Eve çıkmam birkaç saatimi almıştı. Tesela Ayçena için bir bakıcı tutmuş ve ben şifahanedeyken başımda beklemiş. Biz eve gelince de kadının parasını vermiş ve Keta hakkında konuşacağımız için evden gitmesini istemişti. Ablam beni rahat bir şekilde koltuğa yerleştirdikten bir müddet sonra kapı çaldı. Gelenin kim olduğunu gayet iyi biliyordum. Ablam kapıyı açmaya gittiğinde odada tek başıma kalmıştım. İçeriden ise her hareketin sesi geliyordu.

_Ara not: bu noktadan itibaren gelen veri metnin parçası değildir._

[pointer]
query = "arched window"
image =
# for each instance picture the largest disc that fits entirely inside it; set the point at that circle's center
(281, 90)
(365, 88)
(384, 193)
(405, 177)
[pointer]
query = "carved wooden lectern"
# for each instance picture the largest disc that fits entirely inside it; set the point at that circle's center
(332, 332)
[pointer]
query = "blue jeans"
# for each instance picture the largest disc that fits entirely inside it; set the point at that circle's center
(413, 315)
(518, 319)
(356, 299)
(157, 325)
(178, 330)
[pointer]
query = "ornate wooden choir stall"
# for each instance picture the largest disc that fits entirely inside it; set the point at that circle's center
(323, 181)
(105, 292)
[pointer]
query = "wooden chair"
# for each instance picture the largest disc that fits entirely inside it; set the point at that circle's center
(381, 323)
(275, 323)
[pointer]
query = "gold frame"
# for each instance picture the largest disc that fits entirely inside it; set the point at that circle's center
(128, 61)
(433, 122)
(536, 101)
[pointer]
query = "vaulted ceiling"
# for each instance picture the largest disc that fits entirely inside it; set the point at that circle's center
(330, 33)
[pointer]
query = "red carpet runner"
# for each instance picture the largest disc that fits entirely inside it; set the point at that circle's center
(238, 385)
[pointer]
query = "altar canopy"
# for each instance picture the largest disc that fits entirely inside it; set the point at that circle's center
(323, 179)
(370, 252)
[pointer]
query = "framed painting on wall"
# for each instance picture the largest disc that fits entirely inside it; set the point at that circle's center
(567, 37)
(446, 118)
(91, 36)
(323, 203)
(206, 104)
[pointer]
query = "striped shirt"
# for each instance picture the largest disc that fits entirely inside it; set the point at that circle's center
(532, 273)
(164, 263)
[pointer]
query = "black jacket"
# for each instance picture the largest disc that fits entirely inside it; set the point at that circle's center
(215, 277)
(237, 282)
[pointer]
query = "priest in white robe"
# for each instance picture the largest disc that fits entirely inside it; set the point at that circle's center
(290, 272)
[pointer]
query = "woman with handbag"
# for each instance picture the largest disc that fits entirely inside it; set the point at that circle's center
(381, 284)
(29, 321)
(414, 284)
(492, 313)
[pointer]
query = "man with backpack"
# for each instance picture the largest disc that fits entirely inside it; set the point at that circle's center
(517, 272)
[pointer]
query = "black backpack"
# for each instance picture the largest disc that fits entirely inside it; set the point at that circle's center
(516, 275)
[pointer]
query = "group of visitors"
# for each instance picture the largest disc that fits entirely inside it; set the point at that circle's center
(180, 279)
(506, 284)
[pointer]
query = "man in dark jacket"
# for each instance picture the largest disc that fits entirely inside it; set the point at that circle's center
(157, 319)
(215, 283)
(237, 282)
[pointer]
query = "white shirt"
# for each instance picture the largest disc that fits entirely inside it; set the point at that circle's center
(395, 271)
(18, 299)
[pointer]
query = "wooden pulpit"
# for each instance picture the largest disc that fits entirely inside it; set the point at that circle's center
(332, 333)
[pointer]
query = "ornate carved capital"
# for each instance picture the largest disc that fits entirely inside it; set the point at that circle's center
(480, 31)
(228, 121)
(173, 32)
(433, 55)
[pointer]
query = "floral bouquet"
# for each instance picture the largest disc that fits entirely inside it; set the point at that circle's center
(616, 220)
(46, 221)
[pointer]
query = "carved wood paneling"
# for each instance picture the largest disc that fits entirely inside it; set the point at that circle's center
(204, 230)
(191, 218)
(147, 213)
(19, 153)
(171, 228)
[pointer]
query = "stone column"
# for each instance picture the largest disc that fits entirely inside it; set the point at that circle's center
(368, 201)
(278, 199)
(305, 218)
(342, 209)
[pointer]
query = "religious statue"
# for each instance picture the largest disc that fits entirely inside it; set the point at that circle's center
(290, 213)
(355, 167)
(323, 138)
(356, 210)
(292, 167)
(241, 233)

‘’Hoş geldiniz kraliçem.’’

‘’Bana ismimle hitap etseniz yeter.’’

‘’Lütfen bu hitabımı kabul edin. Size saygım sonsuz.’’ Ablam biraz fazla yaranmaya çalışıyor olsa da son söylediğinde haklıydı. Başka türlü bir hitap şekli benim de aklıma gelmezdi ne de olsa.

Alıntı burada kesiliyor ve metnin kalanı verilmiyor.